Hopeful or hopeless?

By , April 3, 2011

“we have such a hope” 2 Cor. 3:12 (NIV)

In his most popular book, Man’s Search for Meaning, Viktor Frankel wrote about being a prisoner in the dreaded Auschwitz death camp. He was a trained psychiatrist and a keen observer of human behaviour. His book has gone through close to a hundred printings and has been translated into several languages.

Frankel made one critical observation during those horrible years of starvation and beatings. He would see seemingly frail and delicate men go on and on without dying from their suffering. In other cases he saw men who were apparently physically healthy simply lie down and die. He was sure that no medical tests would ever prove a cause for the death of these seemingly healthy men.

What was the difference? This question haunted him as he studied the various cases in the death camp. Finally he found the answer to the situation. The missing ingredient in the healthy men who died was the matter of hope. As long as a prisoner had some hope of release and reunion with his loved ones he struggled to survive. But when the person decided that he was going to die in that dreadful place and never see freedom again, he simply let go of life and died.

Hope is the powerful ingredient that causes us to keep on in our journey of life. As long as we believe that there are better days ahead we can endure the present. But if we think that the present is all there is to life then many people simply perish. We can be too occupied with out present sorrows to life our eyes to the future.

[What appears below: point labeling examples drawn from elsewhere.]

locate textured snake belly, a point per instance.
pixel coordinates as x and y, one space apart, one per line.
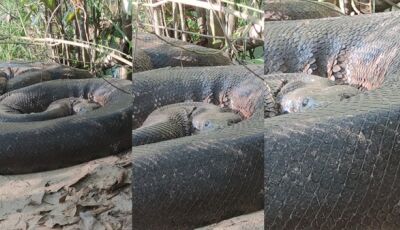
31 141
194 180
336 167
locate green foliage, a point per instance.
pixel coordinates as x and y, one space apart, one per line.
94 22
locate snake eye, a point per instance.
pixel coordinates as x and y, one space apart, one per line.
305 102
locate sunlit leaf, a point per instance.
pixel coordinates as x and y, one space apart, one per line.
70 17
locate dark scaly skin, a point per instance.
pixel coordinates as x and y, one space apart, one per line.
336 167
194 180
311 92
173 52
276 10
28 146
15 75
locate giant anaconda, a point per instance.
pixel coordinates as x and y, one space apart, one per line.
153 52
195 180
336 167
35 134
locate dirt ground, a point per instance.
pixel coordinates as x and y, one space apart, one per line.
93 195
89 196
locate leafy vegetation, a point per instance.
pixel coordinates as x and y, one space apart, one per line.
73 32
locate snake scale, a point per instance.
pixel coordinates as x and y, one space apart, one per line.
35 134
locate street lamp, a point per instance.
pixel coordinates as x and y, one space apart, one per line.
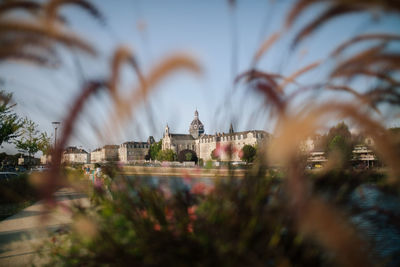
55 125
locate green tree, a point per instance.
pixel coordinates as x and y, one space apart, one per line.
31 139
214 155
339 144
154 149
248 153
166 155
44 143
10 123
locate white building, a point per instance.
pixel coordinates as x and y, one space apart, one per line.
73 155
134 151
228 146
104 154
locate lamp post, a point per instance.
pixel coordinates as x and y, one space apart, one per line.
55 125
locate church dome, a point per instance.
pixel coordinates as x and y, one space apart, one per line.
196 127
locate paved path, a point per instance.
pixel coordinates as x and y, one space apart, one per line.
21 233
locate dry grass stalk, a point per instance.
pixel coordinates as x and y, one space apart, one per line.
265 46
333 11
52 7
292 77
365 37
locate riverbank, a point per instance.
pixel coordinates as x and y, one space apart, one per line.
183 171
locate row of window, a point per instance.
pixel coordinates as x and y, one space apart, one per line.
230 138
137 146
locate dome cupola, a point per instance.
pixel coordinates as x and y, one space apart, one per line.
196 127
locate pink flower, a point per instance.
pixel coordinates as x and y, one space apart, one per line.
192 212
157 227
198 189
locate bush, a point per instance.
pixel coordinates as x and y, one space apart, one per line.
16 190
236 223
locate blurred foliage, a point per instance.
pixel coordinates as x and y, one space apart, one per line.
237 222
17 190
10 123
154 149
31 139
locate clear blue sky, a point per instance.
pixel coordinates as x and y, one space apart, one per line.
203 29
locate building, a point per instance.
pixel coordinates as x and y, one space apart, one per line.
134 151
104 154
203 144
74 155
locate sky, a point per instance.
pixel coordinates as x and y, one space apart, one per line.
223 42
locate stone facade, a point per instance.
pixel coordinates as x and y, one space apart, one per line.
75 155
104 154
204 144
134 151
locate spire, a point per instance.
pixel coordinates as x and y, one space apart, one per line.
231 129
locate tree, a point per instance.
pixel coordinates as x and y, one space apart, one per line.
45 143
339 143
154 149
10 123
30 141
248 153
166 155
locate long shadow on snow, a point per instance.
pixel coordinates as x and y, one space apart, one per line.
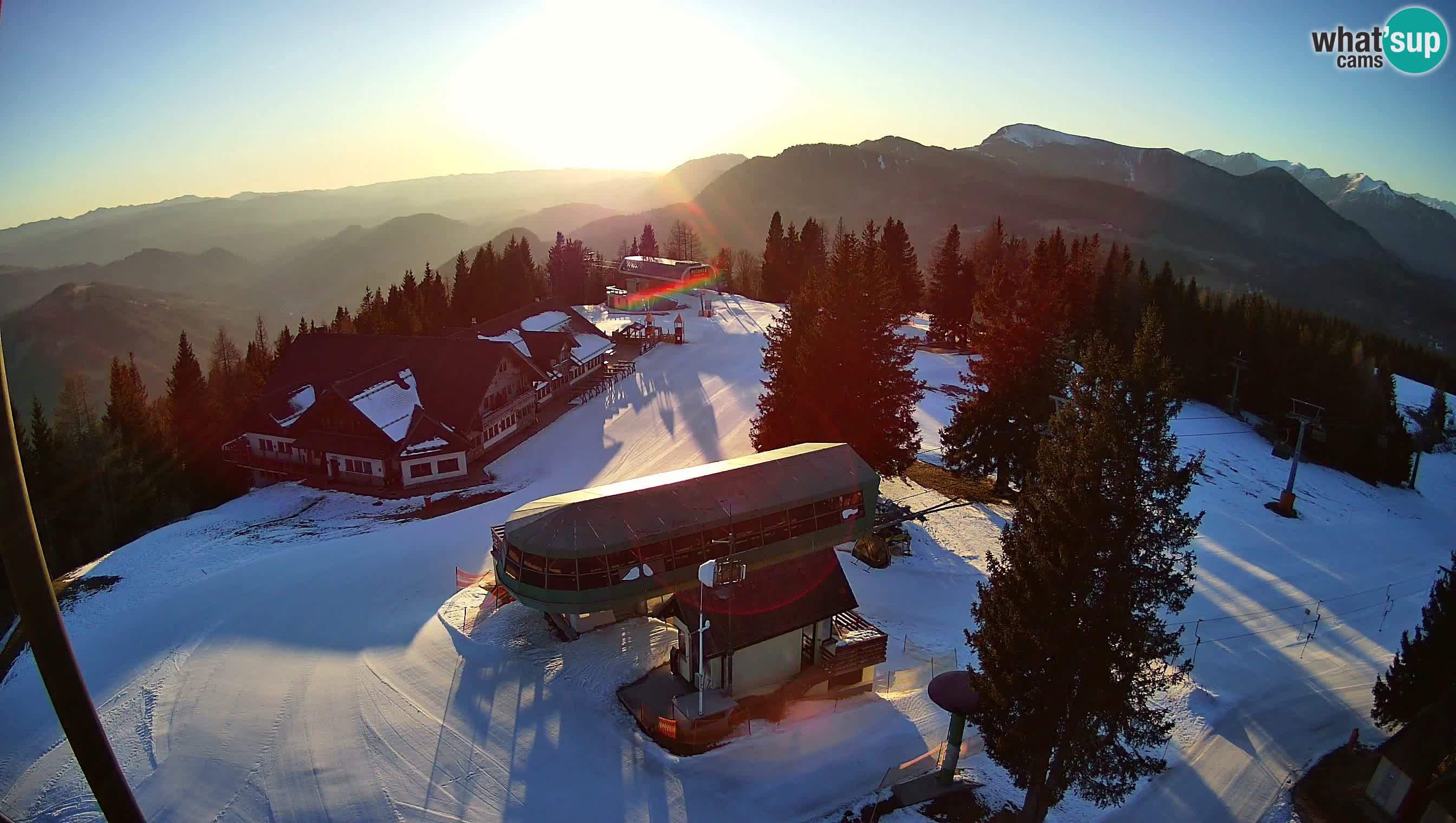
551 733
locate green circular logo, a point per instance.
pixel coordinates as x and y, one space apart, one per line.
1416 40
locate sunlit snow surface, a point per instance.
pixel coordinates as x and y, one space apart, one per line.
286 656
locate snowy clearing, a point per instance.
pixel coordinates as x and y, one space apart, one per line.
286 656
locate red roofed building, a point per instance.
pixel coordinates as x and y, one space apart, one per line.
379 410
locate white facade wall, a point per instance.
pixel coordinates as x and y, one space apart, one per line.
766 666
756 669
257 446
434 468
376 468
581 372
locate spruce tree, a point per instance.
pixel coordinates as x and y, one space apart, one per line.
774 280
1435 420
460 289
1425 670
902 265
187 401
283 343
1100 539
75 416
945 283
829 330
127 410
1021 364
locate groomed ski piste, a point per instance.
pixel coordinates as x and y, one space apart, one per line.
297 655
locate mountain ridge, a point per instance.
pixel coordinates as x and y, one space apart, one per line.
1419 232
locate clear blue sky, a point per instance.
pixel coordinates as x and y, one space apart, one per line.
109 102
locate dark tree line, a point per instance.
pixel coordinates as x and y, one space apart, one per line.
1071 637
479 289
1027 306
1425 670
794 257
101 475
837 368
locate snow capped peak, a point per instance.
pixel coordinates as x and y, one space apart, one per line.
1362 182
1031 136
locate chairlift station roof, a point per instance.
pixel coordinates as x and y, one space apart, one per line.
619 516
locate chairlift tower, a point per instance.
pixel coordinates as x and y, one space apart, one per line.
1308 416
1238 363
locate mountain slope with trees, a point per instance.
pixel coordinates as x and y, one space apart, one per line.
77 330
1305 256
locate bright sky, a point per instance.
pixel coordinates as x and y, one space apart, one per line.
111 102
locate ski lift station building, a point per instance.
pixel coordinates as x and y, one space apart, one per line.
625 547
790 628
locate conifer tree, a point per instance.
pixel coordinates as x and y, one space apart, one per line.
40 471
947 286
283 343
75 416
187 401
1425 670
902 265
127 410
460 289
813 254
1100 539
1436 417
832 330
774 277
1021 364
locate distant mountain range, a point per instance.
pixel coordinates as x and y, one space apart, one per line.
1419 229
267 226
334 271
1347 245
1260 232
214 275
81 326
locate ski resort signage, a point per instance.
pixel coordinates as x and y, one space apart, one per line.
1413 41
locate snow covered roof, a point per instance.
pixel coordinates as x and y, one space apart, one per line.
661 269
450 374
603 519
547 328
424 448
769 602
589 347
428 436
511 337
297 402
391 402
545 322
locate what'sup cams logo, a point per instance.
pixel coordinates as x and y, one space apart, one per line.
1413 41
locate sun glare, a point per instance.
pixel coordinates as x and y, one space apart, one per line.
573 76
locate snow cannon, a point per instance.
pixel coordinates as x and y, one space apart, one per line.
953 693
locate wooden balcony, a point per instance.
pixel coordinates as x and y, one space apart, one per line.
858 644
297 463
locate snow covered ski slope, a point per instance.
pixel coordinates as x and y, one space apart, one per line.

Having something to look forward to is what keeps so many people going. I recall a very ill mother who had been advised by the doctors she had only a couple of weeks to live. Her daughter was going to be married in a few months time. That woman determined to be at the celebration of her daughter’s special day and lived to see the young lady walk down the aisle. A couple of days later she passed away. It was the thought of the wedding that kept her going. Once that was passed she gave up and died.

Paul the Apostle describes people who do not know the Lord as those who were “without hope and without God in this world” (NIV) Eph. 2:12. All people have to live for in this life is what they can accumulate before dying. Their existence is solely made up of acquiring things for themselves and taking pleasure in their things. Death to them is shadowy and to be feared. Over the many years of attending dying people, Christian and non Christian, I have only once witnessed a non Christian die without fear. He just seemed indifferent to everything around him.

It was said of Christians during the early years of the church when Christians were thrown to the lions, “These Christians die well.” I testify to the same as I attend to and minister to believers in Jesus. They are peaceful and serene as they come to the end of this life. The point is that true Christians do not have their hopes based on this life but rather on the next.

Believers see that this life is not our heaven. This life is the shadow land. Whatever we get or are denied in this life is of little consequence because of our hope for the future. In Col. 1:5 it says, “the hope that is stored up for you in heaven.” (NIV)

Is this your future? Do you have such an outlook on things? If so you are filled with a hope that will allow you to absorb whatever life brings along to you. If f you do not have this hope for the future you are likely to stumble and fall when life gets complicated and seems to crush you under its load.

In the Good News that Jesus came to produce for us there is an offer given to anyone who wishes, to come to Him and find life and life abundant. Why not turn to Him now and believe in His resurrection for His people and acknowledge Him as your Lord today? Then you will be at peace with the sorrows of life knowing what is coming in the future.